The Wedbush Center at 1000 Wilshire and the lobby cafe to be replaced (credit: CoStar, DLANC)

The Wedbush Center at 1000 Wilshire is about to get some new restaurant space — in a bid, perhaps, to compete with Korean Air’s Wilshire Grand tower nearing completion nearby at 900 Wilshire.

Lincoln Property Company, owner of the 22-story Wedbush building, is planning to convert an existing lobby-level cafe into a 3,000-square-foot restaurant with outdoor seating, according to a project application from the Downtown Los Angeles Neighborhood Council.

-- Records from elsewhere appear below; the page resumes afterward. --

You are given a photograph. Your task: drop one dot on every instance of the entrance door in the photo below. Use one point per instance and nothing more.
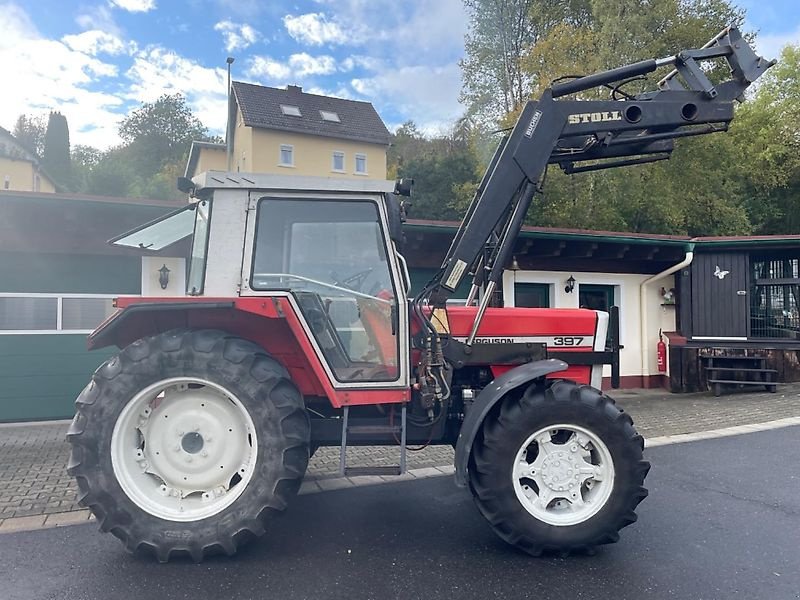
(719, 296)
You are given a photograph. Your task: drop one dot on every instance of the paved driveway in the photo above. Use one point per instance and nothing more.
(722, 521)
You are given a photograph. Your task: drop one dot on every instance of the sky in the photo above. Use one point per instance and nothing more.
(95, 60)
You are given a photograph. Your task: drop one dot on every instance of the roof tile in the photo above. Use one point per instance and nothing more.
(261, 107)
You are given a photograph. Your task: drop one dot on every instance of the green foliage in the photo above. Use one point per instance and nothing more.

The renovations will cost about $3 million, Lincoln property manager Bernard Sichel told The Real Deal. In addition to the restaurant conversion, the Dallas-based company will be making some changes to the ground floor entrances and flooring.

“Right now, we have a nice plaza [outside], but it’s not really utilized by anyone except for a few smokers,” he said. “With the neighborhood changing, we think the restaurant would be a nice addition.”

A large part of the changes will be the opening of the Wilshire Grand. Once complete, the 73-story hotel complex will be the tallest skyscraper on the West Coast. Slated to open by early 2017, the development will include a 900-room Intercontinental hotel, 45,100 square feet of retail space and 365,100 square feet of office space. The tower will have several restaurants, including a Korean barbecue spot,  TRD previously reported.

Lincoln acquired the Wedbush Center for $132 million in 2012, according to CoStar.

Some of the changes underway could improve things for the Financial Core, which saw a rough second quarter of 2016. The largest DTLA office submarket had a higher vacancy than both the greater Downtown average and the L.A. Metro average. Its asking rent of $3.09 was also lower than the Downtown, Westside and greater L.A. Metro averages.

Lincoln is making big moves in L.A. The company also recently bought a six-building office campus in West L.A. for $135.3 million, TRD reported last month.